Warren stopped him in his track.

“You say no?” Warren said. “Here are the transcripts of twelve quarterly earnings calls that you participated in from 2012 to 2014. The three full years in which we know, the scam was going on. … These are calls where you personally made your pitch to investors and analysts about why Wells Fargo is a great investment. And in all twelve of these calls, you personally cited Wells Fargo’s success at cross-selling retail accounts as one of the main reasons to buy more stock in the company. Let me read you a few quotes that you had. April 2012, quote, ‘We grew our 2012 cross-sell ratio to a record 5.98 products per household.’ A year later, April 2013, quote, ‘We achieved record retail banking cross-sell of 6.1 products per household.’ April 2014, quote, ‘We achieved record retail banking cross-sell of 6.17 products per household.’ The ratio kept going up and up. And it didn’t matter whether customers used those accounts or not. And guess what. Wall Street loved it.”

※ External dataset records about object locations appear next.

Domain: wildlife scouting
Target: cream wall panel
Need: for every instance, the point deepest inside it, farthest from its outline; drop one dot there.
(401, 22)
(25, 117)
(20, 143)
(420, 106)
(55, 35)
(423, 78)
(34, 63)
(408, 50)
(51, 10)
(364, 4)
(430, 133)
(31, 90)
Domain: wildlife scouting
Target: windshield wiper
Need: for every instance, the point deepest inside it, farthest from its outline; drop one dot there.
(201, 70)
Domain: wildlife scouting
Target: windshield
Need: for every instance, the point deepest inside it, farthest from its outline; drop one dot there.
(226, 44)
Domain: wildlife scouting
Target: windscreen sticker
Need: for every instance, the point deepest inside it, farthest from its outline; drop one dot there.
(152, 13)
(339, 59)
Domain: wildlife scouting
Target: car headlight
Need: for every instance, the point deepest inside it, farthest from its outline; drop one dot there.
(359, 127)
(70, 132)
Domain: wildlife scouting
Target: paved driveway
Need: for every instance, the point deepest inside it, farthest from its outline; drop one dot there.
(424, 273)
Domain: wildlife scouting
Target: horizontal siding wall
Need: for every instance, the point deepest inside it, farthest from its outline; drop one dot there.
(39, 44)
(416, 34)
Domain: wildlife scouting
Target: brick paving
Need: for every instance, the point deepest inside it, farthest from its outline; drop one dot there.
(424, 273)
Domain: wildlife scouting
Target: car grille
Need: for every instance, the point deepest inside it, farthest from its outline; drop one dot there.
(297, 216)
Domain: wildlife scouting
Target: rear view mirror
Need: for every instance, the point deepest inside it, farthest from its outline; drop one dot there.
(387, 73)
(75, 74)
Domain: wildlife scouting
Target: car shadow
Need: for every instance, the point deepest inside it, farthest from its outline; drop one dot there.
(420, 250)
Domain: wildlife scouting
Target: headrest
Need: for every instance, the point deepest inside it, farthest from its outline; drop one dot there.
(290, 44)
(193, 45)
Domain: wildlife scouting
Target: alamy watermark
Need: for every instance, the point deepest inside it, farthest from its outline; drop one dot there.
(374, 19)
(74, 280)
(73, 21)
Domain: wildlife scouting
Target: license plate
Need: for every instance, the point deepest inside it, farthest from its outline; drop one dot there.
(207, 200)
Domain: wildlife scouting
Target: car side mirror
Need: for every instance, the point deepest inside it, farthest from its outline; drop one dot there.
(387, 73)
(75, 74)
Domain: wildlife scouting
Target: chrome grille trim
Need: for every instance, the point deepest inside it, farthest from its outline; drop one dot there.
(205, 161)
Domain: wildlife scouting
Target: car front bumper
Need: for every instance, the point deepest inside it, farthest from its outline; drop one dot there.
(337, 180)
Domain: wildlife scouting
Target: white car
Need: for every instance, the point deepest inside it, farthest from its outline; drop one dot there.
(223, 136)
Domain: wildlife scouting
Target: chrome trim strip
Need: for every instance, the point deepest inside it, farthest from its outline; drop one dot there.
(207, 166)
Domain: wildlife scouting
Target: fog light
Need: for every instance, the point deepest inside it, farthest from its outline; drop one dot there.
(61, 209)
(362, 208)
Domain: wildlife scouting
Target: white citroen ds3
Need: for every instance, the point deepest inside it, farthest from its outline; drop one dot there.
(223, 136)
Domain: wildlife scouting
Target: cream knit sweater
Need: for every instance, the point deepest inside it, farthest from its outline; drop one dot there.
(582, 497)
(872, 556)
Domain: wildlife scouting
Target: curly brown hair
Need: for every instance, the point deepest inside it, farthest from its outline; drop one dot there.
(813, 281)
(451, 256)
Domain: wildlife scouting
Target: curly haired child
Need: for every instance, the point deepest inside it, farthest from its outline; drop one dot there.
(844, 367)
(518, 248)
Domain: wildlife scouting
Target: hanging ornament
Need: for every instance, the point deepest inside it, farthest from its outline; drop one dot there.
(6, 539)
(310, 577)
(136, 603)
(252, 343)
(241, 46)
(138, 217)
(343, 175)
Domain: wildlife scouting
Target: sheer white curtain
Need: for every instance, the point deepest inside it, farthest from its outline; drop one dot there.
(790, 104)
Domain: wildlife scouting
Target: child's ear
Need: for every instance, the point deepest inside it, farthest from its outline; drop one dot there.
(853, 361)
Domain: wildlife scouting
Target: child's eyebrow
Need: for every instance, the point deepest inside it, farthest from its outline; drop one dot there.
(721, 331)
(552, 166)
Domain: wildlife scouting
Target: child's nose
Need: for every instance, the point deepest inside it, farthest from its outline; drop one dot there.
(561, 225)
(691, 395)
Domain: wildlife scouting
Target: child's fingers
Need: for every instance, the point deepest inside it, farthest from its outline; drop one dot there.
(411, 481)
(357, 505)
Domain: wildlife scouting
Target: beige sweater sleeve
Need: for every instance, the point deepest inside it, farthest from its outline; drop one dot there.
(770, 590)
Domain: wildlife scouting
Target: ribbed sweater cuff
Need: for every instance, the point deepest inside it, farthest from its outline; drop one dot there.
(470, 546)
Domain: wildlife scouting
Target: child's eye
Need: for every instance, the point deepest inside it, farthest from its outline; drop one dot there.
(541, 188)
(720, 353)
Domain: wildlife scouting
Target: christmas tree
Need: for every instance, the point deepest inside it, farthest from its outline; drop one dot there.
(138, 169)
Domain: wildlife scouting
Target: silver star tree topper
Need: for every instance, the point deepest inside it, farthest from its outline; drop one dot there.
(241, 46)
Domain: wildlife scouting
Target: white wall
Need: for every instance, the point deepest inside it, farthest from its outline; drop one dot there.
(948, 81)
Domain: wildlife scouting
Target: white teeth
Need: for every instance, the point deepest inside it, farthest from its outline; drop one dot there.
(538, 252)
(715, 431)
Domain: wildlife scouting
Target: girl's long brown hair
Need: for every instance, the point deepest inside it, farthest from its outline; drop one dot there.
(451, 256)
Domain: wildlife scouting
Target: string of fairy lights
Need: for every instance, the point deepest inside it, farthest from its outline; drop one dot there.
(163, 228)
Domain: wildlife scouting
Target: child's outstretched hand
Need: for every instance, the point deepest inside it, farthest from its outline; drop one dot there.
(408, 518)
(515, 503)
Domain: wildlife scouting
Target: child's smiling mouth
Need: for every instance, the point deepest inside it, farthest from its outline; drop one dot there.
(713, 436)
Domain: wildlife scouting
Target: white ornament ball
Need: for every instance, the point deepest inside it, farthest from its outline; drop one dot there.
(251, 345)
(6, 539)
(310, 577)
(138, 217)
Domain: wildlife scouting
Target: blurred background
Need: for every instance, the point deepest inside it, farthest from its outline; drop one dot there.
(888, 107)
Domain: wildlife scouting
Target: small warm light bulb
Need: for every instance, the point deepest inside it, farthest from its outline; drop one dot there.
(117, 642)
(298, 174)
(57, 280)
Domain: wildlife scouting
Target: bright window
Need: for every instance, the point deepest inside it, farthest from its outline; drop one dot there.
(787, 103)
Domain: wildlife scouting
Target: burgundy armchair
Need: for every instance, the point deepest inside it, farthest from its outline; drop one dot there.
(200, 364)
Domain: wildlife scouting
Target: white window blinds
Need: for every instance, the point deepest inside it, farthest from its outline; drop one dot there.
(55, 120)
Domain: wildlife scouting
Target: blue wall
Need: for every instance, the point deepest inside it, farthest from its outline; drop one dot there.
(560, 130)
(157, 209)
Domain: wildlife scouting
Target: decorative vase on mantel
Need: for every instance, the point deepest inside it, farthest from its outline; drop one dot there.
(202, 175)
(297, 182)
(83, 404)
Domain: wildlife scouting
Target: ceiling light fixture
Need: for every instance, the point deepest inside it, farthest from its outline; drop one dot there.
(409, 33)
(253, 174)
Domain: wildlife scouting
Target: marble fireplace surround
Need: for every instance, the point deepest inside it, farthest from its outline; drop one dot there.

Warren pointed out that when the Wells Fargo scam was going on it was personally profitable for Stumpf. The stock price grew by thirty dollars making him a profit of over $200 million. But Warren went further.

“Here is what really gets me, Mr. Stumpf,” she said. “If one of your tellers took a handful of twenty dollar bills out of the cash drawer, they would probably be looking at criminal charges for theft. They could end up in prison. But you squeezed your employees to the breaking point so they would cheat customers and you could drive up the value of your stock and put hundreds of millions in your own pocket. And when it all blew up, you kept your job. You kept your multi-million dollar bonuses. And you went on television to blame thousands of twelve-dollar an hour employees who were just trying to meet cross-sell quotas that made you rich. This is about accountability. You should resign. You should give back the money that you took while this scam was going on. And you should be criminally investigated by both the Department of Justice and the Securities and Exchange Commission. This just isn’t right.”

Warren went on to say that bank executives are never held accountable. They were not held accountable in 2008, and they are not being held accountable now. She said things would only change when they face jail time.